The African Union cannot continue allowing secession, but should have endeavoured to keep North and South Sudan together. The AU should have engaged both in negotiations to solve their differences, rather than facilitating a deal that has led to more deaths than compared to the crimes against humanity committed when the country was one. Rather than allowing the international community to focus on real and historical conflicts such as the one in Somalia, all attention was focused on South Sudan. Let Sudan remain a case study that secessionists who seek the redrawing of political boundaries and calls for international recognition will also do the same when a bloody conflict arises, but now with different results.

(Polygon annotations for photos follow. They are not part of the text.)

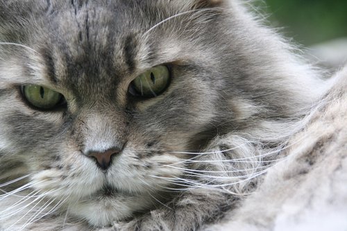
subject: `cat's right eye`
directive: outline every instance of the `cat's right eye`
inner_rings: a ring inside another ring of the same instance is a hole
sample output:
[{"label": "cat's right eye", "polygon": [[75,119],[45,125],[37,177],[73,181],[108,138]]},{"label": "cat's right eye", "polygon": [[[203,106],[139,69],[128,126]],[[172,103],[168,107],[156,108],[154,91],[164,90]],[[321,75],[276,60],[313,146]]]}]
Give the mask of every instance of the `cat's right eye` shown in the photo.
[{"label": "cat's right eye", "polygon": [[65,102],[62,94],[40,85],[24,85],[22,92],[28,103],[41,110],[53,110]]}]

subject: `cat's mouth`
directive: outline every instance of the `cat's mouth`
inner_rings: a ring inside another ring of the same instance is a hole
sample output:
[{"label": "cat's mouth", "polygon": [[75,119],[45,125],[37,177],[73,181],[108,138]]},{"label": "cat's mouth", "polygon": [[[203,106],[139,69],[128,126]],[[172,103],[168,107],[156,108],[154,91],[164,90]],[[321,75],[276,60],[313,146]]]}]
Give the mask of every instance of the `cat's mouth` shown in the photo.
[{"label": "cat's mouth", "polygon": [[119,196],[133,196],[134,194],[124,190],[119,190],[109,184],[105,184],[100,190],[94,194],[94,196],[102,198],[110,198]]}]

Secession will not address and transform the conflict because most of the disgruntlement is along ethnic, resource-centered, racial, religious and gender lines. It is instead always productive to transform conflict into positive energy to open space for negotiation, reconciliation and unity. The resurgence of self-determination, just like in the days of decolonisation, as a source of conflict will prevail, but it now needs powerful negotiators, human rights activists and intellectuals to predict and quell this phenomena before it becomes even more problem. The Tuareg in Northern Mali, Boko Haram in Nigeria and the Janjaweed in Darfur, among others, should not be ignored.
Both governments should engage in a Government of National Unity. A crucial point of departure would be establishing dialogue that sets shared objectives, interests and mutual benefits for the conflicting parties. The dire need to pursue these ends should be employed as the basis for unity and national healing.
There is strong need to institutionalise and operationalize a government arm for reconciliation, national healing and nation-building. It would be the prerogative of this structure to foster equality in political representation, tolerance and mainstreaming equity and equality in national policy and planning. The same structure can engage in intensive civic peace education to denounce ethnocentrism and tribalism. Translating the national anthem and constitution into all local languages to inculcate a sense of national belonging within the citizenry should be prioritised. Both governments should not undermine the power of participatory governance. It will not only mitigate dissenting voices of minority groups but satiate collective identity conflicts rooted in exclusionary practises and politics of access.
It is also a crucial moment for the Sudanese to encourage intermarriages between prominent persons and families (macro level) as well as at community level. This will make fruitful strides in fostering intermixing (tamazaj) of ethnic identities and cultures which will at large alleviate ethnic and tribal animosity. This will avert inter-generational conflicts and ensure sustainable peace for future generations.
Tendaishe Tlou is a freelance researcher and writer specialising in human rights, environmental security, peace and governance issues. He holds a BSc (Honours) Degree in Peace and Governance with Bindura University of Science Education and a Post-graduate Certificate in Applied Conflict Transformation. He works with various NGOs and Government Ministries in Zimbabwe and South Africa.
Phillip Nyasha Fungurai is a researcher who holds a BSc Honours Degree in Peace and Governance with Bindura University of Science Education. He is also a Peace and Governance, Human rights and Democracy patron and specialist who works in cohorts with civil society organizations, think tanks and research institutes in Zimbabwe.
This article reflects the personal views of both authors.